3D Heart Reconstruction from Sparse Pose-agnostic 2D Echocardiographic Slices
- URL: http://arxiv.org/abs/2507.02411v1
- Date: Thu, 03 Jul 2025 08:13:07 GMT
- Title: 3D Heart Reconstruction from Sparse Pose-agnostic 2D Echocardiographic Slices
- Authors: Zhurong Chen, Jinhua Chen, Wei Zhuo, Wufeng Xue, Dong Ni,
- Abstract summary: We propose an innovative framework for reconstructing personalized 3D heart anatomy from 2D echo slices.<n>When six planes are used, the reconstructed 3D heart can lead to a significant improvement for LV volume estimation.<n>This study provides a new way for personalized 3D structure and function analysis from cardiac ultrasound.

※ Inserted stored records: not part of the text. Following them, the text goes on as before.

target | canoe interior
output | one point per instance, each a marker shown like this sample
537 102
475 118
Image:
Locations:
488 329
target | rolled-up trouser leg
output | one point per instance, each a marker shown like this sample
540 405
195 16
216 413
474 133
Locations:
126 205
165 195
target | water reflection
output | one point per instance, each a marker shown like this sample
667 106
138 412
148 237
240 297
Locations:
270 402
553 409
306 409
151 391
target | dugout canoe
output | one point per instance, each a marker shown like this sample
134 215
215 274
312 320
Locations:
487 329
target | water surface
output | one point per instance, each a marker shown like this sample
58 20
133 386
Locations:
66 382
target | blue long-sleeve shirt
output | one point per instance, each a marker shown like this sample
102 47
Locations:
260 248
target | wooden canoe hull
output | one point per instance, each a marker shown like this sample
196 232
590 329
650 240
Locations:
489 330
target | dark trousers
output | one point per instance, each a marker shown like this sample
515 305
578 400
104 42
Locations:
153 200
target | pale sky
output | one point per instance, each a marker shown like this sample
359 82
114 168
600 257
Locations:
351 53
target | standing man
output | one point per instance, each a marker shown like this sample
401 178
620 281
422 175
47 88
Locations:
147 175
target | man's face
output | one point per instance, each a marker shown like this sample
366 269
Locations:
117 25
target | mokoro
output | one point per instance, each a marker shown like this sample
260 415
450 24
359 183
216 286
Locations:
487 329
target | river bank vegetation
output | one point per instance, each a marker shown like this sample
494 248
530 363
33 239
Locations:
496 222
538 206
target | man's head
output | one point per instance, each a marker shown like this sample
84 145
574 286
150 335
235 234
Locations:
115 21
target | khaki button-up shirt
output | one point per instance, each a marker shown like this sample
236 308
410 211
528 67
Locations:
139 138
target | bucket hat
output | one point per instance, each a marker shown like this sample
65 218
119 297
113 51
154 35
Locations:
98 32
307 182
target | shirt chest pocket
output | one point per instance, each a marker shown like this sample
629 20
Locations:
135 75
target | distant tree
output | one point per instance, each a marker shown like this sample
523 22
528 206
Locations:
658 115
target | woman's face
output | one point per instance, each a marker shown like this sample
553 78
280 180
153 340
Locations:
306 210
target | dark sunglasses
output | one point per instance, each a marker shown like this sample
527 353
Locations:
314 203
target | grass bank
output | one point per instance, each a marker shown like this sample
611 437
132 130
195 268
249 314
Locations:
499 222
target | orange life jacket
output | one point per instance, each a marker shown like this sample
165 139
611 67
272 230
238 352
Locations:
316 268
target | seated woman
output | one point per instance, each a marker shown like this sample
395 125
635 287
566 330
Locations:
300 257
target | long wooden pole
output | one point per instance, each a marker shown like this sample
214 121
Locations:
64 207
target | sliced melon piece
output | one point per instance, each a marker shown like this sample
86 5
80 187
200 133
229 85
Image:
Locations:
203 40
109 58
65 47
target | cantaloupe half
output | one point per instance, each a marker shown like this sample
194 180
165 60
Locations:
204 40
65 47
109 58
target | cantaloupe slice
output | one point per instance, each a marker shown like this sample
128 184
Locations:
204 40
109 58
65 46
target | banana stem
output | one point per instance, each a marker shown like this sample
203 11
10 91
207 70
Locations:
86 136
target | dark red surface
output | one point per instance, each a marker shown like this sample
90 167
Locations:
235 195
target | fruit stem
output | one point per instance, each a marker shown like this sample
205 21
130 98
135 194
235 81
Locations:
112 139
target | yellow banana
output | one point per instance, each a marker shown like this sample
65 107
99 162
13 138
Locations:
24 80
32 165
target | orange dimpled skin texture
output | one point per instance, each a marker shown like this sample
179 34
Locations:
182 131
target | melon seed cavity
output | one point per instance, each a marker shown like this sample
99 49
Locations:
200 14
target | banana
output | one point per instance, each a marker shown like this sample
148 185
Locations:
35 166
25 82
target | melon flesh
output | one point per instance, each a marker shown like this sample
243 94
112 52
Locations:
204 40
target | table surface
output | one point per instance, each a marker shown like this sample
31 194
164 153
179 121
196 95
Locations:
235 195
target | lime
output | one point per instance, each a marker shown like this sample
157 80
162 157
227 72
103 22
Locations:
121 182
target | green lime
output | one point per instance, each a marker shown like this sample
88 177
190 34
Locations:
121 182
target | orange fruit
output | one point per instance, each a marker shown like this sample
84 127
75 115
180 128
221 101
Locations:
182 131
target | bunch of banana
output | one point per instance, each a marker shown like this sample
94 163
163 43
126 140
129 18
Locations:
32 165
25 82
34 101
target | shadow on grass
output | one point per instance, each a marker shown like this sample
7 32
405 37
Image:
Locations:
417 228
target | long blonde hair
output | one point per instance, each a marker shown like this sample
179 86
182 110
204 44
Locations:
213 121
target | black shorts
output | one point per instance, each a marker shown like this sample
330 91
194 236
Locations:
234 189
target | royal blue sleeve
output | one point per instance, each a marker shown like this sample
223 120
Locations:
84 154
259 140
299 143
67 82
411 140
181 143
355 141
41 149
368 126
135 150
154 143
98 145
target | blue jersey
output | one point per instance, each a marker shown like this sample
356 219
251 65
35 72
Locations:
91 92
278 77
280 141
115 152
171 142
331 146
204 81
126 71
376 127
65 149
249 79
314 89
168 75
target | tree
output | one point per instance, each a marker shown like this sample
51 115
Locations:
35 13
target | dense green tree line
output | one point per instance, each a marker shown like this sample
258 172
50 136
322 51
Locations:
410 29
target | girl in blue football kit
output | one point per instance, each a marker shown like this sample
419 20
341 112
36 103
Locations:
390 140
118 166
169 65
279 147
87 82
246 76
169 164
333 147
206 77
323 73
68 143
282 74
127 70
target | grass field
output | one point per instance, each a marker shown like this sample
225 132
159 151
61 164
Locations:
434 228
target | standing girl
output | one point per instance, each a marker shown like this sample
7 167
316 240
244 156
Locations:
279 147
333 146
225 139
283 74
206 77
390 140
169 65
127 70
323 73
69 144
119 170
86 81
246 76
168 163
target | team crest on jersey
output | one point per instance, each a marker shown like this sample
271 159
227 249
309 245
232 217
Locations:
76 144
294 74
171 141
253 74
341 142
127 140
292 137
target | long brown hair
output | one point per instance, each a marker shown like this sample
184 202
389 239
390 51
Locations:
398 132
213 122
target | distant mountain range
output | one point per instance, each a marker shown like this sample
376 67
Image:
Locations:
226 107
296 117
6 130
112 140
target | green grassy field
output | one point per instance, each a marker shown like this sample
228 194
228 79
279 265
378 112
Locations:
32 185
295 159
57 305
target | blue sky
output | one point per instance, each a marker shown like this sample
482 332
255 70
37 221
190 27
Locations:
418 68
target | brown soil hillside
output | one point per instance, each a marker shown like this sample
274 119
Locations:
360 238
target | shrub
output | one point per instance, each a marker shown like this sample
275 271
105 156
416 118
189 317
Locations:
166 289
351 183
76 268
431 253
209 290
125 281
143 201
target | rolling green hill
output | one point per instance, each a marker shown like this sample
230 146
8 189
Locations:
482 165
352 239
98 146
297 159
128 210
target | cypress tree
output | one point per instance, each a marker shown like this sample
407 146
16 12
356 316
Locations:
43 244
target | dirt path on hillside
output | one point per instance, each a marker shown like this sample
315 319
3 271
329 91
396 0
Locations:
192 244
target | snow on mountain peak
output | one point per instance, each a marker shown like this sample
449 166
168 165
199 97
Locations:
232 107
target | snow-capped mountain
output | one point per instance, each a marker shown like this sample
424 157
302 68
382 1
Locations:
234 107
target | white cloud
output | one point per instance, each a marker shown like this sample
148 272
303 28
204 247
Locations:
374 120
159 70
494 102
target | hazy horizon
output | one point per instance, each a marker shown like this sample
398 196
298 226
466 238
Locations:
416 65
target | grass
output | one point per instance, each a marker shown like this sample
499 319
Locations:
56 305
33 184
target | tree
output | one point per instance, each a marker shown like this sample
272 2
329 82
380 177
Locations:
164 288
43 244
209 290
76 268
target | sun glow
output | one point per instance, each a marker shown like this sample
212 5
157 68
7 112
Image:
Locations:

- Score: 6.275809518974307
- License: http://arxiv.org/licenses/nonexclusive-distrib/1.0/
- Abstract: Echocardiography (echo) plays an indispensable role in the clinical practice of heart diseases. However, ultrasound imaging typically provides only two-dimensional (2D) cross-sectional images from a few specific views, making it challenging to interpret and inaccurate for estimation of clinical parameters like the volume of left ventricle (LV). 3D ultrasound imaging provides an alternative for 3D quantification, but is still limited by the low spatial and temporal resolution and the highly demanding manual delineation. To address these challenges, we propose an innovative framework for reconstructing personalized 3D heart anatomy from 2D echo slices that are frequently used in clinical practice. Specifically, a novel 3D reconstruction pipeline is designed, which alternatively optimizes between the 3D pose estimation of these 2D slices and the 3D integration of these slices using an implicit neural network, progressively transforming a prior 3D heart shape into a personalized 3D heart model. We validate the method with two datasets. When six planes are used, the reconstructed 3D heart can lead to a significant improvement for LV volume estimation over the bi-plane method (error in percent: 1.98\% VS. 20.24\%). In addition, the whole reconstruction framework makes even an important breakthrough that can estimate RV volume from 2D echo slices (with an error of 5.75\% ). This study provides a new way for personalized 3D structure and function analysis from cardiac ultrasound and is of great potential in clinical practice.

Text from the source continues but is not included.